Lake in Wheatland County, Alberta, Canada

Eagle Lake is a lake in Wheatland County, Alberta, Canada, located southeast of Strathmore. It is part of the Eagle, Namaka and Stobart lakes area, which is recognized by Birds Canada as an Important Bird and Biodiversity Area.

== Birds ==
Eagle Lake is the largest of the four lakes in the Eagle, Namaka and Stobart Lakes Important Bird and Biodiversity Area, an 85.86 km2 site that Birds Canada rates as globally significant for congregatory species and waterfowl concentrations. The site is also used by Ducks Unlimited for wetland conservation projects.
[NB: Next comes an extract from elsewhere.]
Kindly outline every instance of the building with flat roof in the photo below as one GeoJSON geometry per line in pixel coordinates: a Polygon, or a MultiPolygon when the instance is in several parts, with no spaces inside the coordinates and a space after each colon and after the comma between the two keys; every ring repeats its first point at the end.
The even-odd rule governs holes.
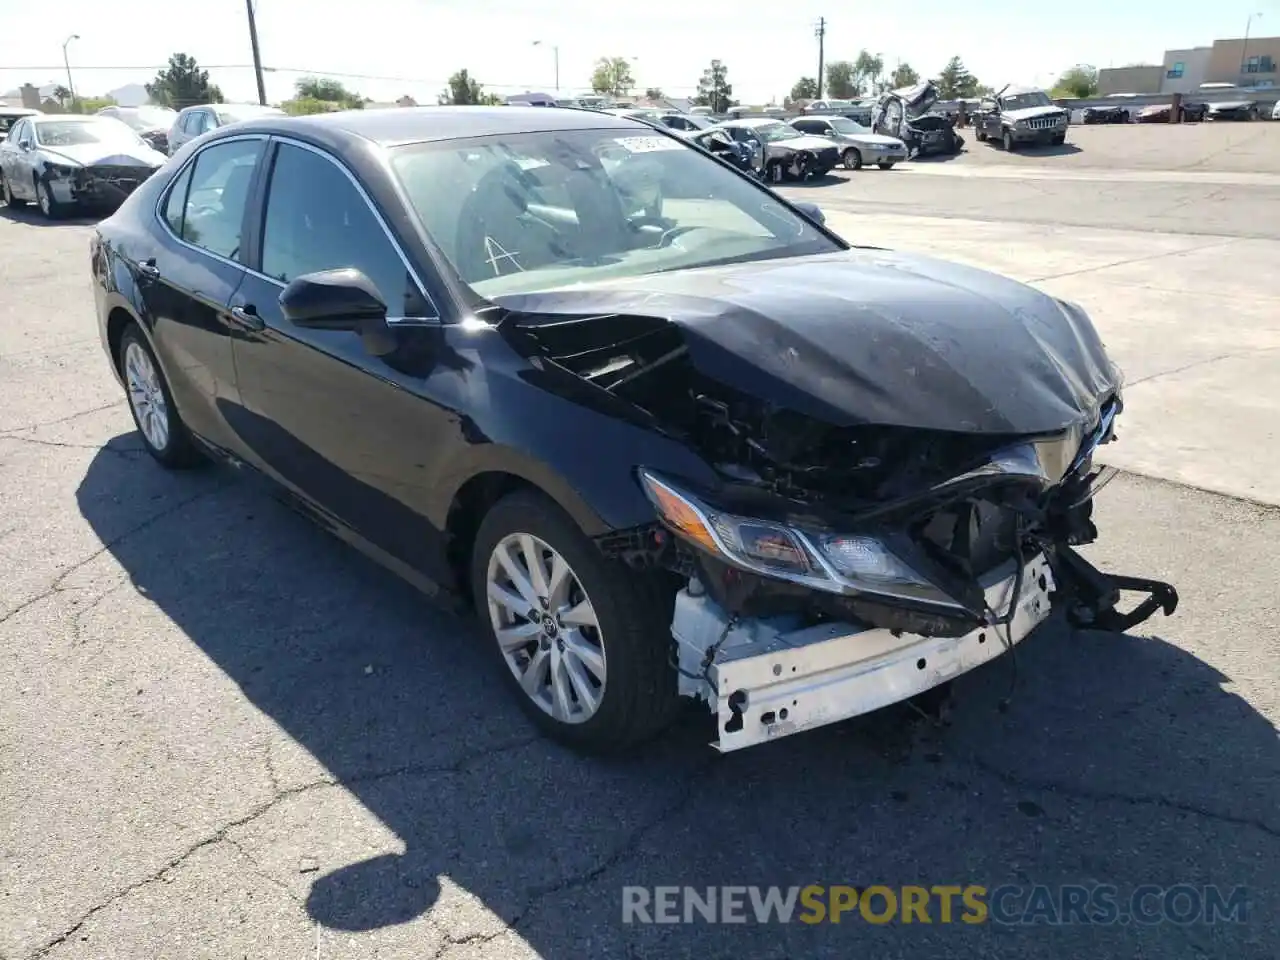
{"type": "Polygon", "coordinates": [[[1215,40],[1205,70],[1207,83],[1241,87],[1275,86],[1280,65],[1280,37],[1215,40]]]}
{"type": "Polygon", "coordinates": [[[1164,78],[1161,93],[1191,93],[1207,83],[1209,55],[1213,47],[1188,47],[1164,52],[1164,78]]]}
{"type": "Polygon", "coordinates": [[[1164,67],[1152,63],[1106,67],[1098,71],[1098,96],[1113,93],[1159,93],[1164,67]]]}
The lakes are an important staging area for migrating waterbirds. Counts recorded across the site include 300,000 mallards in the winter of 1970, up to 15,061 greater white-fronted geese in the fall between 2012 and 2015, between 1,500 and 4,000 tundra swans in the fall between 1994 and 2010, 1,500 western grebes in the spring of 1985 and 2,000 Wilson's phalaropes in August 1996. Up to 40 bald eagles winter in the area, feeding on over-wintering waterfowl, and more than 50 non-breeding American white pelicans spend the summer there.
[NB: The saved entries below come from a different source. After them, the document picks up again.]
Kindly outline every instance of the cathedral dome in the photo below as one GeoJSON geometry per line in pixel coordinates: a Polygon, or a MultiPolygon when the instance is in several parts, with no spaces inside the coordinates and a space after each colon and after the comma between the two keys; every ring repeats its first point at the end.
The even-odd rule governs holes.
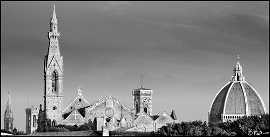
{"type": "Polygon", "coordinates": [[[245,81],[239,57],[234,76],[215,96],[209,113],[209,122],[236,120],[242,116],[265,114],[266,109],[258,92],[245,81]]]}

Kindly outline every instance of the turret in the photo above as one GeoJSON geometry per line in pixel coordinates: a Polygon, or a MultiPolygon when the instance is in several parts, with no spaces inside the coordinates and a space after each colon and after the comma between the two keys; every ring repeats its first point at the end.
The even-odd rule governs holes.
{"type": "Polygon", "coordinates": [[[235,64],[235,67],[233,69],[233,76],[231,78],[231,81],[245,81],[245,77],[243,76],[242,72],[242,66],[239,62],[239,55],[237,55],[237,62],[235,64]]]}
{"type": "Polygon", "coordinates": [[[13,112],[11,110],[11,99],[8,92],[8,101],[6,105],[5,115],[4,115],[4,129],[7,131],[13,130],[13,112]]]}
Species nesting at the site include Franklin's gulls, common and black terns, eared and western grebes, and Canada geese. Sprague's pipit, a nationally threatened species, nests in remnant native grassland on Eagle Lake's backshore, and the piping plover has been recorded at the lake.

== Fishing ==
Northern pike and walleye are the lake's main sport fish. The Government of Alberta has included Eagle Lake in its fall index netting program, used primarily to monitor walleye and northern pike populations.